Lordcraft ticks all the (wrong) boxes.

But the wildcard here is surely China: Blizzard would not want to "rock" an already unstable boat, however strong they feel their copyright claim is. I suspect we may see a subtler approach adopted. For example, Wikia being told to stop running adverts for Lordcraft (if it wants to retain an "official fansite" status), and so on.
 
I would say that they don't defend it well at all. Take this line out of the EULA for example:

You agree that you will not, under any circumstances [..] in whole or in part, copy, photocopy, reproduce, translate, reverse engineer, derive source code from, modify, disassemble, decompile, or create derivative works based on the Game

That line gets violated by fans ALL the time. Every Machinima video ever made violates it. Wowhead and Thottbot both violate it. Even many addons which have decompiled the .MPQ and used the embedded files and interface scripts violate it.

So it seems to me that the greater history is that Blizzard doesn't enforce it's IP. In fact, they are really quite selective about it.
 
Blizzard burrowed a bunch of things from Everquest and DaoC, does that make them intellectual bandits? But this Lordcraft, this is a joke.
 
I really think that Blizzard doesn't do much to defend its WoW IP because they simply make so much money from their huge number of subscribers. They must surely be "losing" a percentage of cash through IP violations, but the expenditure of resources to pursue action against the "offenders" must surely not be worth their effort.

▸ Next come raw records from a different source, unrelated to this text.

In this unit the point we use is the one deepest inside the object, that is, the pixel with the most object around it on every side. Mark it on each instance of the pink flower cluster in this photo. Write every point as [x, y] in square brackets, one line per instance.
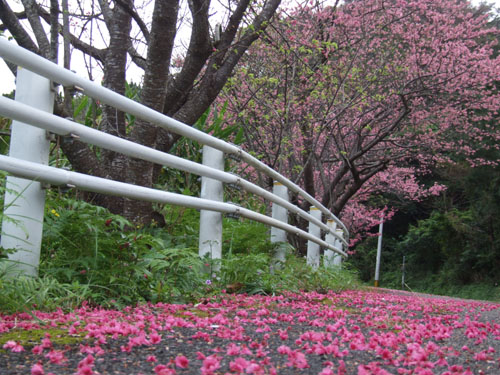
[353, 332]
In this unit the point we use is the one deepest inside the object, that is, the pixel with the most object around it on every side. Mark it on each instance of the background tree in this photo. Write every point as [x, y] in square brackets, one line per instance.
[351, 101]
[127, 28]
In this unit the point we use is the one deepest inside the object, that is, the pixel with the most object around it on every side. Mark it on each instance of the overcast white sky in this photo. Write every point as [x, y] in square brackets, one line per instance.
[7, 80]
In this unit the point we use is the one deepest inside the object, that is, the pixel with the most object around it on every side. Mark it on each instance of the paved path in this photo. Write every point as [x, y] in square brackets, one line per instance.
[353, 332]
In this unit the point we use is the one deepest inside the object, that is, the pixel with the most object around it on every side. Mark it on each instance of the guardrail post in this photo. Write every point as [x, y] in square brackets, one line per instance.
[25, 202]
[337, 258]
[279, 213]
[312, 247]
[210, 241]
[329, 255]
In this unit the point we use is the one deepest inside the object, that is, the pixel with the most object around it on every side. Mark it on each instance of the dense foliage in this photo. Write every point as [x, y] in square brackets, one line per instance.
[362, 99]
[451, 244]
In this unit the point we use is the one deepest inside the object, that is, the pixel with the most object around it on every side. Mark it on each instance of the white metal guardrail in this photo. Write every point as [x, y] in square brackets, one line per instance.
[24, 112]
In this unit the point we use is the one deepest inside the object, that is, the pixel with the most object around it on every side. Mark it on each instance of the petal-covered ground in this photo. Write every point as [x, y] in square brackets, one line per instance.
[352, 332]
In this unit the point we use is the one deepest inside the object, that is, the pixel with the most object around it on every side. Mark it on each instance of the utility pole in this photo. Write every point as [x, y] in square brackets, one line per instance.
[379, 250]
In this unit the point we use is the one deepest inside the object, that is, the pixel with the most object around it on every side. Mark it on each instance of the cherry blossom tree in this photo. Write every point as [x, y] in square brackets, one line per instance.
[179, 82]
[359, 99]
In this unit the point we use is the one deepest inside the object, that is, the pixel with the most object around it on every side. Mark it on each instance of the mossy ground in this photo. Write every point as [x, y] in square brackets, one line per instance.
[32, 337]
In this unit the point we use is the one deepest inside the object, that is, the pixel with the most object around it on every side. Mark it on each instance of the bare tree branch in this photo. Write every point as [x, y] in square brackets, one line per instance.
[31, 9]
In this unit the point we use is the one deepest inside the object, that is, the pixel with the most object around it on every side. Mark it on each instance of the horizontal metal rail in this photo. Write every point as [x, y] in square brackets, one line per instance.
[58, 177]
[64, 127]
[41, 66]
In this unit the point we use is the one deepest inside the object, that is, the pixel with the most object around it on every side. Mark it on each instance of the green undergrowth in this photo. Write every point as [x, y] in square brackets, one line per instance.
[89, 254]
[28, 338]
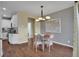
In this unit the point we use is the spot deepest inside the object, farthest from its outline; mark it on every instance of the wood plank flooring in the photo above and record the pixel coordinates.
(22, 50)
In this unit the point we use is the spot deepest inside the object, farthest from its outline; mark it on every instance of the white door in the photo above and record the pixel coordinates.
(30, 29)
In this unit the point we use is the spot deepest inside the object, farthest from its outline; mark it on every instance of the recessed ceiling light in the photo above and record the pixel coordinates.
(4, 8)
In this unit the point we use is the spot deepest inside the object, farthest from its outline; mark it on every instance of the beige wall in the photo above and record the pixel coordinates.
(76, 31)
(22, 26)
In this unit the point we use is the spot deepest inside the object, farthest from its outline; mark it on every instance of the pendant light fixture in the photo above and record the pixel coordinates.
(42, 18)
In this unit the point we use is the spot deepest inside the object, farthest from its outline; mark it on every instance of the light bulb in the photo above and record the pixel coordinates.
(40, 18)
(4, 8)
(37, 20)
(47, 17)
(43, 19)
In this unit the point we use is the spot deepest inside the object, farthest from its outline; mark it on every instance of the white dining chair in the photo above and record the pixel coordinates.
(49, 41)
(38, 41)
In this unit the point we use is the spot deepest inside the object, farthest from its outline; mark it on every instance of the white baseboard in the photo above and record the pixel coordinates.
(62, 44)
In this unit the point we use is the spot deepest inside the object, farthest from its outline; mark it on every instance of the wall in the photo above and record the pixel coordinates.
(67, 18)
(22, 26)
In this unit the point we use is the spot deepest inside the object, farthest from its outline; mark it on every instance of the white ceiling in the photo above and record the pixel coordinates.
(33, 7)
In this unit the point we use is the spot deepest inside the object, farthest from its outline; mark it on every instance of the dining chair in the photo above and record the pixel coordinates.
(48, 40)
(38, 41)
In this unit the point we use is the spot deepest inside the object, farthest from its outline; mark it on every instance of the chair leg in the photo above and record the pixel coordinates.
(43, 47)
(36, 48)
(49, 48)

Also things like this (as well as others not mentioned here such as the huge private server market) are a form of advertisement and probably actually help to keep interest ongoing, possibly resulting in more subs or renewals at least.
 
Blizzard is probably not eager to get into these suits because it sort of exposes how derivative their own IP is. I mean, Warcraft itself was essentially a reskin of Warhammer; they only came up with Warcraft when the deal to buy the Warhammer IP fell through. If it was ok for them to change one word for their product, why isn't it ok for these guys to change one word? (BTW, there was a "World of Warhammer" book that came out long before WoW).

So basically Blizzard would be setting themselves up to create a precedent that would work against them. The monetary benefit of shutting down some lame ass browser game (which would be virtually none) has to be weighed against the legitimate concern they would be setting themselves up to get cornholed by Games Workshop, or whoever they decide to get inspiration from next.
 
Thought of this on the way home--- if Blizzard loses it would set a precedent for how far you could safely go in ripping off video games.

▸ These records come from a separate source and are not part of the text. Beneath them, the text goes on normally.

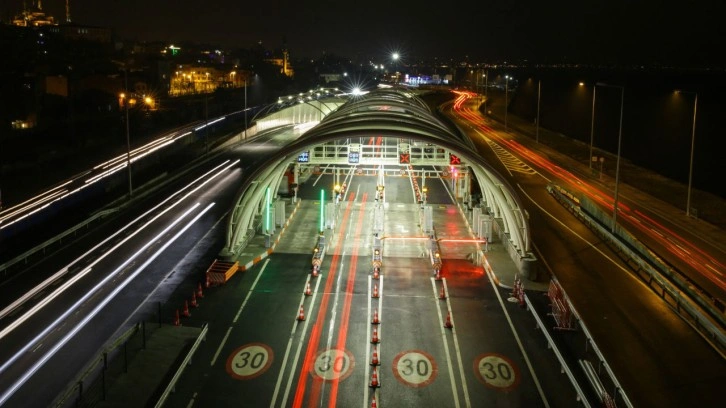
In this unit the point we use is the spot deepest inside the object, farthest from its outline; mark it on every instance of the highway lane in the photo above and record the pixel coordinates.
(639, 334)
(258, 354)
(55, 364)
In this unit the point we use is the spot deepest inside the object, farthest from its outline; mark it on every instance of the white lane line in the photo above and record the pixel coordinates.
(454, 388)
(252, 288)
(368, 349)
(221, 344)
(229, 330)
(301, 340)
(467, 401)
(519, 342)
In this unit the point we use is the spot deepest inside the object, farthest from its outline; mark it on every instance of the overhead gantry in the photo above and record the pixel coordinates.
(386, 113)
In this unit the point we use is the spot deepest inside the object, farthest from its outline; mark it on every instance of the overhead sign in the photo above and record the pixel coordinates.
(353, 157)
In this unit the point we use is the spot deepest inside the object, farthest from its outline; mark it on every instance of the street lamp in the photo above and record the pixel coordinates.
(693, 145)
(620, 138)
(128, 137)
(539, 89)
(506, 100)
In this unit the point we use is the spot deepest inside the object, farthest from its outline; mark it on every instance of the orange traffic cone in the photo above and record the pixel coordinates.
(374, 359)
(374, 378)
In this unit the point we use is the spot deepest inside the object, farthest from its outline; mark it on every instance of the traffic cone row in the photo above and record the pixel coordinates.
(374, 359)
(374, 378)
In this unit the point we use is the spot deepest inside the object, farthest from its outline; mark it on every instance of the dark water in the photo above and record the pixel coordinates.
(657, 121)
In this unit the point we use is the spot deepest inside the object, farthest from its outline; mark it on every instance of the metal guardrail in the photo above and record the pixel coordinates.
(675, 289)
(27, 254)
(187, 361)
(550, 342)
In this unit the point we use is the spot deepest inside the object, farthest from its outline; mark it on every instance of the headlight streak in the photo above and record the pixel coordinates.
(93, 290)
(116, 163)
(46, 356)
(682, 248)
(219, 169)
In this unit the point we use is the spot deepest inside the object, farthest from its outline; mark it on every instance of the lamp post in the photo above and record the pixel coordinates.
(592, 125)
(486, 90)
(506, 101)
(620, 138)
(128, 137)
(539, 89)
(245, 106)
(693, 145)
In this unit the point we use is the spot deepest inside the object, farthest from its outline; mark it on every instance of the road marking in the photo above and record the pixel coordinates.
(454, 389)
(289, 347)
(249, 361)
(496, 371)
(519, 342)
(467, 401)
(229, 330)
(333, 364)
(415, 368)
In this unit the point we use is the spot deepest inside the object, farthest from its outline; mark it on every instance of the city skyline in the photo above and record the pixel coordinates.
(599, 32)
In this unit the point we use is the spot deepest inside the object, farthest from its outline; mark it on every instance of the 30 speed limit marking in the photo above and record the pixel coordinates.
(496, 371)
(249, 361)
(333, 364)
(415, 368)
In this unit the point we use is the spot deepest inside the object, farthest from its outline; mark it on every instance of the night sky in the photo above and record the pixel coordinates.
(601, 31)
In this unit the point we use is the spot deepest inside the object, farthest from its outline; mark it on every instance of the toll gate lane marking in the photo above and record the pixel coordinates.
(496, 371)
(289, 346)
(415, 368)
(249, 361)
(452, 377)
(519, 341)
(229, 330)
(456, 347)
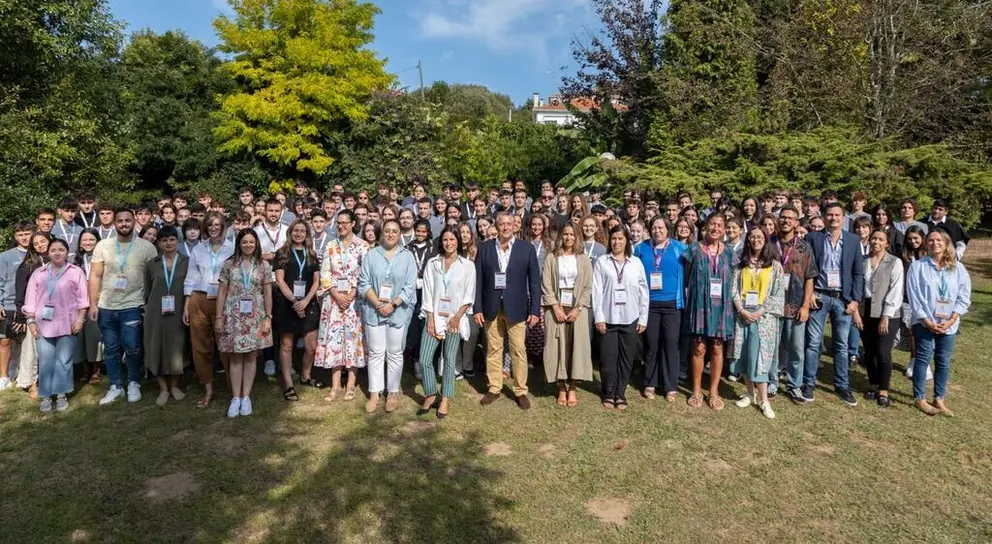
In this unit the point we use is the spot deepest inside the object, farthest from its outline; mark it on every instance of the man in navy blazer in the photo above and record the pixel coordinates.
(838, 290)
(507, 300)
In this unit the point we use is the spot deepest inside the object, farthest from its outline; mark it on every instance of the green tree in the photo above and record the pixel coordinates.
(302, 69)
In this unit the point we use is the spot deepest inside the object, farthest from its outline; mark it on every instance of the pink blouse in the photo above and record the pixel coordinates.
(69, 296)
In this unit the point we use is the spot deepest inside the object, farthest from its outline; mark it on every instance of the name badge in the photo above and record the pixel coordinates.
(716, 289)
(620, 296)
(385, 292)
(943, 309)
(656, 281)
(833, 279)
(299, 289)
(168, 305)
(444, 307)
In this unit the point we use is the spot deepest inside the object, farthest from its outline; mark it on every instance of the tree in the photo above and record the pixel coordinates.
(302, 69)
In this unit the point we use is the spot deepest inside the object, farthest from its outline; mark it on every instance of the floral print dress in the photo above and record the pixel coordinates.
(243, 333)
(340, 340)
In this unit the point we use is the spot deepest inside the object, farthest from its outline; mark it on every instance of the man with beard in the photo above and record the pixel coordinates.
(116, 289)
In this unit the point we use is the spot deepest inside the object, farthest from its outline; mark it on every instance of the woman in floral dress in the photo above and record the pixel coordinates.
(340, 341)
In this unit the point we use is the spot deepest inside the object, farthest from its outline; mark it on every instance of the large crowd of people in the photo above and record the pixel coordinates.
(379, 283)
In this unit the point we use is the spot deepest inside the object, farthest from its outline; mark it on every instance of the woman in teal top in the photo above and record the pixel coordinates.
(388, 284)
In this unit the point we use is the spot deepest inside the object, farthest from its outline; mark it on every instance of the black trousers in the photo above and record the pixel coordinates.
(661, 347)
(616, 357)
(878, 349)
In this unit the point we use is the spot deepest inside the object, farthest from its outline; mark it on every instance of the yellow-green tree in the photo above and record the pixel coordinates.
(303, 69)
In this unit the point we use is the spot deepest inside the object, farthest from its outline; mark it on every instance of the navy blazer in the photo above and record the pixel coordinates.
(523, 282)
(852, 263)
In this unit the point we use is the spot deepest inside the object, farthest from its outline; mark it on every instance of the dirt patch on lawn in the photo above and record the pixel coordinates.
(610, 510)
(499, 449)
(176, 486)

If they win, they set themselves up for lawsuits for all the ripping they did.

Odds of any significant monetary gain? None.

Actual losses caused by game? None.

Possibility of screwing yourself win or lose? Yes.

Sounds like a bad idea to sue them to me. All downside, no upside.
 
Grats Bruce.

For him to be tried in Australia was a travesty of international justice, I hope this case leads to legislative action against jurisdiction shopping.
 
What you have here is the inevitable East meets West design philosophy, and the spread of the vile Microtransaction based revenue scheme.

This gets back to your earlier post about globalism and embracing the culture surrounding game design. Would Blizzard be seen as the evil media company in your eyes if they did, in fact, pull out all the stops in enforcing their IP rights internationally in a case like this?